Al anochecer, la Puerta del Sol está cubierta de nubes. El suelo, ocupado por miles de personas que reclaman –hay que fastidiarse- un Estado más justo, una democracia con mayor participación ciudadana. Bajo tierra, en el Metro, los luminosos recuerdan que la concentración no ha sido autorizada. La Junta Electoral de Madrid teme que pueda influir en las votaciones del 22-M. Así de ingrato, de inoportuno, es el descontento: puede influir en el voto. Estamos en campaña. ¿Prohibimos los problemas?
Miles de jóvenes, grupos de extranjeros, curiosos con cámaras fotográficas. “Hay más gente que ayer”. Personas. Sin trabajo, sin expectativas y, pese a la presencia de los antidisturbios, sin ganas de regresar a casa.

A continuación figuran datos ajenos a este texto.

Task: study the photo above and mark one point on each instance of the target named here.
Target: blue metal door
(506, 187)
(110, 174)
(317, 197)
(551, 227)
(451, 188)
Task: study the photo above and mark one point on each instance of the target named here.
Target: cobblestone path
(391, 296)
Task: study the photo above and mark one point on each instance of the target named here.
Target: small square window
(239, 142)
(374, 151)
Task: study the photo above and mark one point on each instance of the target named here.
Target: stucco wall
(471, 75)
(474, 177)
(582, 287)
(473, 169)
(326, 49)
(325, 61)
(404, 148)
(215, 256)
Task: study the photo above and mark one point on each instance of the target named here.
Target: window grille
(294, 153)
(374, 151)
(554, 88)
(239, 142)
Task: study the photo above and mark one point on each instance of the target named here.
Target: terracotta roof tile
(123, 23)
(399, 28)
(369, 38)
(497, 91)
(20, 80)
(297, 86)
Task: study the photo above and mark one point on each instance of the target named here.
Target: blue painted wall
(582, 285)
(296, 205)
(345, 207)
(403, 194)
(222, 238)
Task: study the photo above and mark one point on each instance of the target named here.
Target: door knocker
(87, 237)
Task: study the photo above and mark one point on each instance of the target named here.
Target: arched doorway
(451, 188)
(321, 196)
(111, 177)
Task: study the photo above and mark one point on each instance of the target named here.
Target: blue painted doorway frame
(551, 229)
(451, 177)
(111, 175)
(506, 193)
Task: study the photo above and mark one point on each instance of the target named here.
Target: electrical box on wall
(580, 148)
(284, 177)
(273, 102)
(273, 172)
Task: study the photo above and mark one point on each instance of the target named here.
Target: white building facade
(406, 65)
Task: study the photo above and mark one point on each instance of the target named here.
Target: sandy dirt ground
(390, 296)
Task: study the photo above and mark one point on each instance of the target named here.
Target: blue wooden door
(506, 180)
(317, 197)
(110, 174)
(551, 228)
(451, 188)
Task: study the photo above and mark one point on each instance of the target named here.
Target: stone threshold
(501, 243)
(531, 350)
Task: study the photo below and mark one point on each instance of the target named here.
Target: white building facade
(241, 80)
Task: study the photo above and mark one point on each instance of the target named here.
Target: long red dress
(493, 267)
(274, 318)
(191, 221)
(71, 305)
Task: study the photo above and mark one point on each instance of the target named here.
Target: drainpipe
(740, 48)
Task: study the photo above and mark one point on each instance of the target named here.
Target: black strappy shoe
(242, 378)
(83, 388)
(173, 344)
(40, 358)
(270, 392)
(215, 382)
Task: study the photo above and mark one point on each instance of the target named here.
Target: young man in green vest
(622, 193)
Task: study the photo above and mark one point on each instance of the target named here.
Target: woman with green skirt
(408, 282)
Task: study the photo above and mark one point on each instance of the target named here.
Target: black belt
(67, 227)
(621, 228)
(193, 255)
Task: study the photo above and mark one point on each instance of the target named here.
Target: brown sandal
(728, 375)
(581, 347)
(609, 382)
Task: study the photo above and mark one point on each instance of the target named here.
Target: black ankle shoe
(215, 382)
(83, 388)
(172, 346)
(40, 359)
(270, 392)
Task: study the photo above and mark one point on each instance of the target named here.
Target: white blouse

Cierto, sin mucho en común. Kilómetro cero de la protesta. Lemas disonantes para un desencanto general. Por el castigo a los especuladores, contra el maltrato animal, denunciemos la corrupción. El resumen: más y mejor democracia. Un quiosco sigue abierto. “¿Vende usted más?” “No, qué va”. Pero vende mejor. Pilas a cuatro euros.
A las 11 de la noche caen cuatro gotas y, lejos de Sol, los políticos hasta ahora ajenos comienzan a inquietarse ante el temor a que la movilización les salpique. Son nuestros representantes legítimos, no son corruptos por definición, pero tampoco han sabido escuchar el hartazgo de coches oficiales, cifras oficiales, versiones oficiales. Aquí, gracias a todos, no hay sátrapas ególatras ni dictadores de geriátrico. No obstante, las moquetas han ido acallando los latidos de la calle. La decepción hermana, la frustración irrita, el inconformismo se subleva. Entre los adultos, un comentario compartido. “Esperemos que esto sirva para algo”.

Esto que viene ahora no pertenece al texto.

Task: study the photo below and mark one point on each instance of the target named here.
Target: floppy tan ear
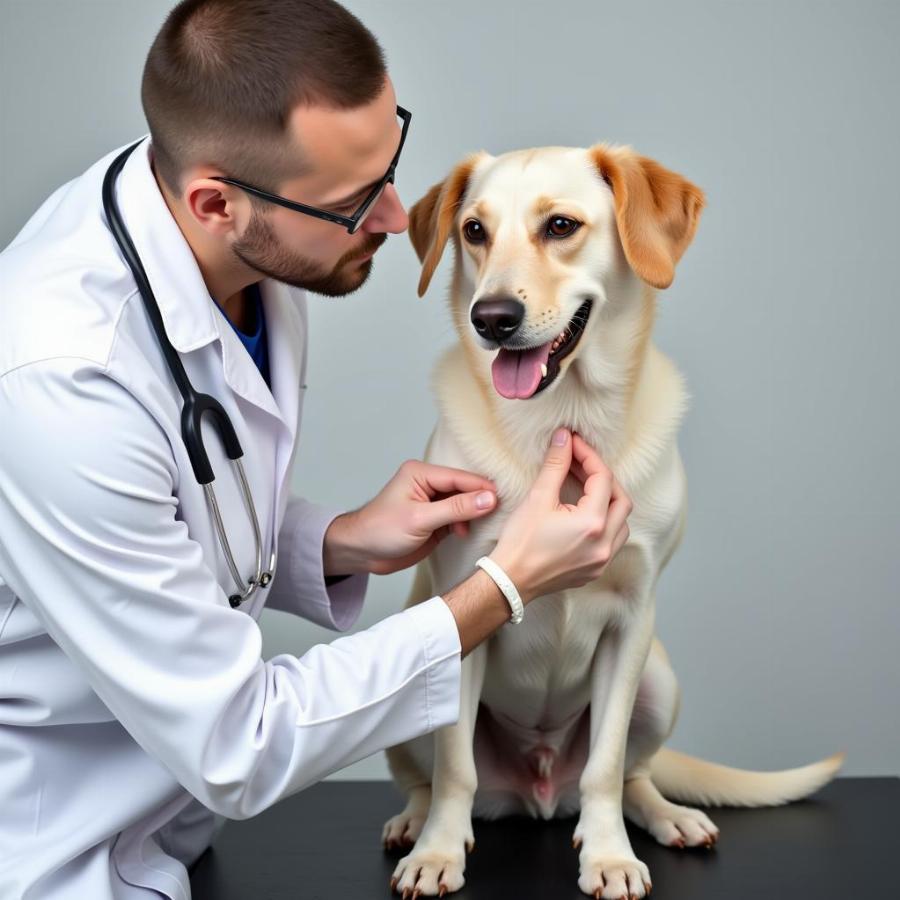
(431, 218)
(657, 211)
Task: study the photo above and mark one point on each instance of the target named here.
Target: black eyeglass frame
(351, 223)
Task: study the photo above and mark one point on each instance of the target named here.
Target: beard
(259, 249)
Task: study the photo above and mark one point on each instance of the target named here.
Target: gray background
(780, 611)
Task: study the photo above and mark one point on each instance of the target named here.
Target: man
(135, 707)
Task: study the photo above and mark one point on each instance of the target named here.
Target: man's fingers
(557, 461)
(599, 484)
(453, 512)
(446, 480)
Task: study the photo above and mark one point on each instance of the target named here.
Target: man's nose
(497, 318)
(388, 215)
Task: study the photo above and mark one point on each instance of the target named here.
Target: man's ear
(431, 218)
(657, 211)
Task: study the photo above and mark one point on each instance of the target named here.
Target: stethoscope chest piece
(195, 404)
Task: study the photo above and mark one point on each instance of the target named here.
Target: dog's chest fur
(537, 685)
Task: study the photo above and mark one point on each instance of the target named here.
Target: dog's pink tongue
(518, 372)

Desde el domingo, la revolución se ha ido organizando. Tiene portavoces, secciones, una carpa para los medios de comunicación. Ante las patas del caballo de Carlos III, un joven enarbola un megáfono. "Extended los toldos, hay que traer cartones". Orden. “No rajéis la lona, no somos violentos”. Buenas costumbres contra la propaganda. “No bebáis, no fuméis porros, no hemos venido de botellón”. Muchos cargan sacos de dormir. Otros acarrean su vida. Chavales de Bangladesh recorren los corrillos ofreciendo latas de cerveza. Menores de edad, sin papeles, afincados en Lavapiés. “¿Vendes más?” “No, no beben”. Hijos del hambre, fugitivos de las fronteras. Esa palabra maldita: globalización.
La lluvia se torna insistente a medianoche. Mientras los concentrados terminan de levantar el campamento, la actriz Paz Vega irradia su serenidad desde una fachada. “Hidratación máxima, control total”. Los policías, ajenos a la consigna, permanecen inmóviles en la confluencia con la calle Mayor. No hay desalojo. El consumismo ataca ampliando la oferta del libre mercadeo. “¿Cerveza?” “No”. ”¿Y paraguas?” Capitalismo de ojos rasgados.

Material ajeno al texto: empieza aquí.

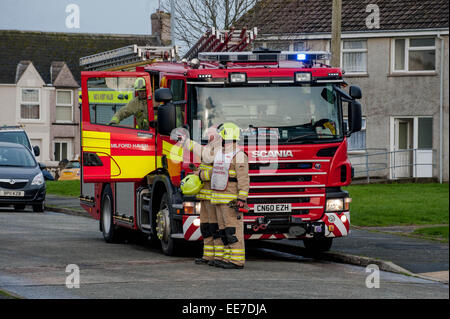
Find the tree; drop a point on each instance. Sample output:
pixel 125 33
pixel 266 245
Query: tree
pixel 194 17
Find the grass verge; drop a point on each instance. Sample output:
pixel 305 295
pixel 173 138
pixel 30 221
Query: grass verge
pixel 399 204
pixel 64 188
pixel 438 232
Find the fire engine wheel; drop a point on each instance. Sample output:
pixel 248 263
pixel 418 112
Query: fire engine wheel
pixel 163 231
pixel 108 228
pixel 315 245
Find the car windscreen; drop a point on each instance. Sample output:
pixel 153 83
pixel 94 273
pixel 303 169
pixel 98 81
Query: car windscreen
pixel 73 165
pixel 17 157
pixel 17 137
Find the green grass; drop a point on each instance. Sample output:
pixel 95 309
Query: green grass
pixel 64 188
pixel 399 204
pixel 437 232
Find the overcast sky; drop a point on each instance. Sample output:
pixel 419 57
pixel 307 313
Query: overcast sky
pixel 95 16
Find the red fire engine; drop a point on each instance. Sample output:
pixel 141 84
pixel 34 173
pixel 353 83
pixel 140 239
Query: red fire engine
pixel 289 105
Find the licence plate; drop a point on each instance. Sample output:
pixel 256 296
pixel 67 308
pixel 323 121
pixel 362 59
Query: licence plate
pixel 12 193
pixel 272 208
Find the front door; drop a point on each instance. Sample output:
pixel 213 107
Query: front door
pixel 117 131
pixel 403 155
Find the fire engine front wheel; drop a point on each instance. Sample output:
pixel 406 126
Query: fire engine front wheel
pixel 110 232
pixel 163 229
pixel 315 245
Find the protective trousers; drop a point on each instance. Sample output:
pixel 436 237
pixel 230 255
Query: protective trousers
pixel 232 235
pixel 210 224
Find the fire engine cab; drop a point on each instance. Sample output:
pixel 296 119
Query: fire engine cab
pixel 290 107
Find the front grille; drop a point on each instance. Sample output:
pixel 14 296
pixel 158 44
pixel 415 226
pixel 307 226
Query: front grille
pixel 17 185
pixel 278 200
pixel 280 178
pixel 275 165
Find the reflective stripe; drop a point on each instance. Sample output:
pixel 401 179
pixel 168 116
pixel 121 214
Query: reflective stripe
pixel 191 145
pixel 237 258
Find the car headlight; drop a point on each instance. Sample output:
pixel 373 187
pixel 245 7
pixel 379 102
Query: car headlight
pixel 335 205
pixel 38 179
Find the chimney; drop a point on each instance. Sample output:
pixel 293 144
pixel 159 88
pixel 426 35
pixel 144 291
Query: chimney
pixel 161 26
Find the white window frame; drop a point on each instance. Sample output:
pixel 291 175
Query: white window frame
pixel 363 128
pixel 64 105
pixel 30 103
pixel 354 51
pixel 406 56
pixel 69 149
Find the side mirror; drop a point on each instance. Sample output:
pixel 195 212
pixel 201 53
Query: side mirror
pixel 354 117
pixel 167 119
pixel 355 92
pixel 36 150
pixel 163 95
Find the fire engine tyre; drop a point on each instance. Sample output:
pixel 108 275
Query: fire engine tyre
pixel 110 231
pixel 163 227
pixel 38 208
pixel 316 245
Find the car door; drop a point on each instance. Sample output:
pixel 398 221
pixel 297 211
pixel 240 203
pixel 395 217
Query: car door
pixel 122 152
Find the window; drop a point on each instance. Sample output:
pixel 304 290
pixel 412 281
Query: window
pixel 114 101
pixel 425 133
pixel 177 88
pixel 30 104
pixel 413 55
pixel 354 56
pixel 357 141
pixel 64 101
pixel 61 151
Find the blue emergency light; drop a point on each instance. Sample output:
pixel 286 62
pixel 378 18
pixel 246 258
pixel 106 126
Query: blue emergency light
pixel 265 56
pixel 301 57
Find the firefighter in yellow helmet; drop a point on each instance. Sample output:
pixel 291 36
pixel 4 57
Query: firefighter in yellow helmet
pixel 210 223
pixel 230 181
pixel 137 107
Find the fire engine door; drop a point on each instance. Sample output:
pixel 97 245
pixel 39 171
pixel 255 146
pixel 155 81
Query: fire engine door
pixel 117 129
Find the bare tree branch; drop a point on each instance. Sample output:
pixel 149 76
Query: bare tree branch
pixel 194 17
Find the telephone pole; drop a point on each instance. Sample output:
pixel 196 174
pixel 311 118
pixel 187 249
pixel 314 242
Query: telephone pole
pixel 336 33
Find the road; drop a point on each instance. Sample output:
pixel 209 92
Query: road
pixel 36 248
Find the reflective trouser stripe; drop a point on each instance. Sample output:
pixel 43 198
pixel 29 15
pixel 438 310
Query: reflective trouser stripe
pixel 219 198
pixel 226 255
pixel 218 251
pixel 208 250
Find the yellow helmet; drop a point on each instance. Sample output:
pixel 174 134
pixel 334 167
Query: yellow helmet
pixel 139 84
pixel 191 185
pixel 229 131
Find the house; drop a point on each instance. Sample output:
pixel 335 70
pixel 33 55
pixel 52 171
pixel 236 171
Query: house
pixel 40 79
pixel 397 52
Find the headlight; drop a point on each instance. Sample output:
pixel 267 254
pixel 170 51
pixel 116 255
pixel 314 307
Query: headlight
pixel 335 205
pixel 38 179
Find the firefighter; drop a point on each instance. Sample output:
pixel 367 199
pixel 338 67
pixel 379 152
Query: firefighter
pixel 137 107
pixel 210 223
pixel 230 182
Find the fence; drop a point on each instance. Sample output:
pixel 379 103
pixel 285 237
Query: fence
pixel 381 164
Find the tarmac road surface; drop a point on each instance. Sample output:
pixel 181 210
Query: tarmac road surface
pixel 36 248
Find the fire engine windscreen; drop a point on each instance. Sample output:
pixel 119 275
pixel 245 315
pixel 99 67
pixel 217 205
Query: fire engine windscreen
pixel 114 101
pixel 283 112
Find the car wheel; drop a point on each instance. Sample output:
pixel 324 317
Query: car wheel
pixel 110 231
pixel 38 208
pixel 19 207
pixel 316 245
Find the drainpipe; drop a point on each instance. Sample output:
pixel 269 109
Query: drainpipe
pixel 441 99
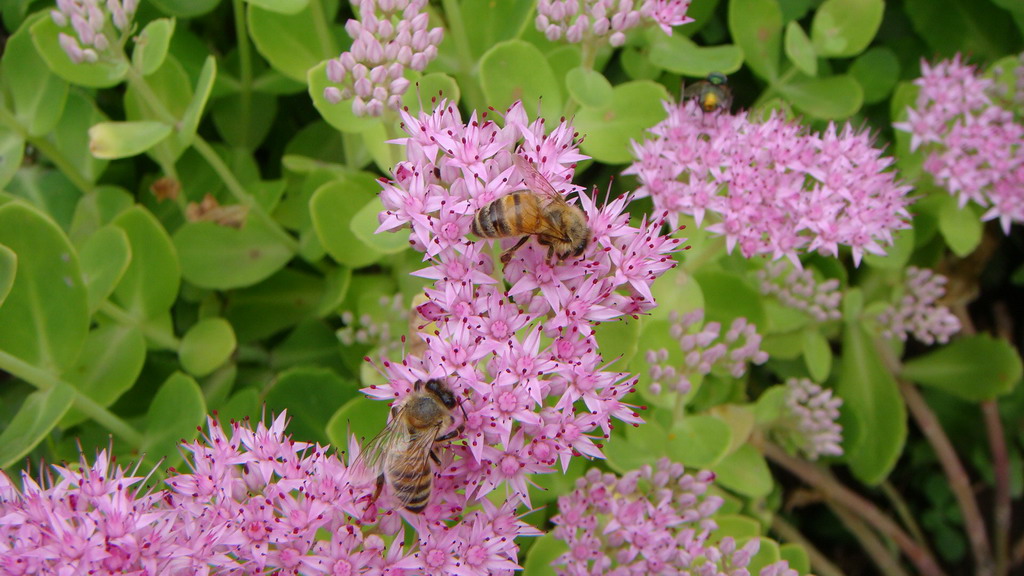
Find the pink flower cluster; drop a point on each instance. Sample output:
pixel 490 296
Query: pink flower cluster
pixel 798 289
pixel 918 312
pixel 771 188
pixel 580 21
pixel 816 430
pixel 390 36
pixel 706 351
pixel 975 148
pixel 651 521
pixel 254 502
pixel 516 345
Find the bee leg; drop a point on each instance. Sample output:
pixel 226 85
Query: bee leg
pixel 507 255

Las asambleas comienzan bajo el aguacero. El realismo arrecia con sus cifras insoportables. El precio de la vivienda, la escalada del paro. Cerca del lugar que ocupará mañana la megatienda de Apple, una chica reclama la tasa Tobin, el impuesto a las transacciones financeras internacionales. Aplausos en la acampada, las luces de Sol. Idealistas empapados en las nuevas tecnologías, desencantados con su propia sociedad, reclamando que, al menos esta vez, la lluvia caiga sobre todos.